Published
- 2 min read
BDJobs Scraper
A scraper for BDJobs.com that collects job market data from Bangladesh (salary, requirements, company info, etc.). It extracts 31+ fields per job.
Disclaimer: This scraper is bound to be brittle and may break if any of the APIs change. For educational and research purposes only.
TL;DR
- BDJobs moved to an Angular SPA, so HTML scraping got painful. I switched to their internal JSON APIs.
- Pulled ~5.5k job details in ~10 minutes using async batching + retries.
Tech Stack: Python asyncio aiohttp BeautifulSoup4
How it works
BDJobs migrated from server-rendered pages to an Angular SPA, which broke my original HTML scraper. But digging through the Network tab revealed something better: their internal REST API.
Two endpoints power the whole thing:
- List API — returns paginated job listings (~60 per page)
- Details API — returns complete job info (found buried in Angular’s bundle)
No authentication, lenient rate limits, structured JSON. Much cleaner than parsing brittle CSS selectors.
Performance
- ~110 pages of listings in ~28 seconds
- ~5,500 job details in ~8 minutes (batched, 20 concurrent)
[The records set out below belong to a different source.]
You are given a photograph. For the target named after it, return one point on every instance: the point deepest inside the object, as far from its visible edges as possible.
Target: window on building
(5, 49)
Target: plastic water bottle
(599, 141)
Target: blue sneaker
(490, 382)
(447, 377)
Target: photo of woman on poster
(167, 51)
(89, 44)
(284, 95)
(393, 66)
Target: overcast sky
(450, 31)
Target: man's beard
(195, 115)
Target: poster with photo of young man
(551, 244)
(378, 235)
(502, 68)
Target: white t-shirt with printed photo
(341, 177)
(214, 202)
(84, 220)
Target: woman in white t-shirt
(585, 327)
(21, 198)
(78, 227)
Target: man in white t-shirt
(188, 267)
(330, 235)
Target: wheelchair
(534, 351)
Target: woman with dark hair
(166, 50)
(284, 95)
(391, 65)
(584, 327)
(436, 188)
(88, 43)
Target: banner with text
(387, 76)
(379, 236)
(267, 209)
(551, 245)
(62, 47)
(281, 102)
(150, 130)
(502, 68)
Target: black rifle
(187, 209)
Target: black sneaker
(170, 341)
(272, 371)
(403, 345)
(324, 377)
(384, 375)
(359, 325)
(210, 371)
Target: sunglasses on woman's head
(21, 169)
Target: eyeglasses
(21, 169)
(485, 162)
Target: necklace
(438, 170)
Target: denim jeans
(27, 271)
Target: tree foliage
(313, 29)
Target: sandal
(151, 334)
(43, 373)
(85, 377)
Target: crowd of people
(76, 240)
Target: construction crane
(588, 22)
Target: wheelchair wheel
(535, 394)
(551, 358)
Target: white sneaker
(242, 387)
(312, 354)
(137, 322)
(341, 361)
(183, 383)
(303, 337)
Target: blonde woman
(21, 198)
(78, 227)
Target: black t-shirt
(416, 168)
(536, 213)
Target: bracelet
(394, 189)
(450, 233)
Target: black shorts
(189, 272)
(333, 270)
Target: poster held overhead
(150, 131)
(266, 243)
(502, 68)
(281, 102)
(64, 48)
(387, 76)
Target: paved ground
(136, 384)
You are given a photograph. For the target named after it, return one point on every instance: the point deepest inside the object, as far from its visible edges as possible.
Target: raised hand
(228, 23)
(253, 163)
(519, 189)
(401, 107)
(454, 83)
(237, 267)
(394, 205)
- Total: ~10 minutes for the complete dataset
The bits I cared about
Dynamic CSV columns — automatically detects new API fields and adds them. Future-proof.
Batch processing — processes jobs 20 at a time with connection pooling. Doesn’t overwhelm the server, doesn’t eat memory.
Retry mechanism — failed requests get queued and retried up to 10 times.
One note: I’m careful about not hammering sites. Concurrency is capped, and this is meant for research/learning, not abuse.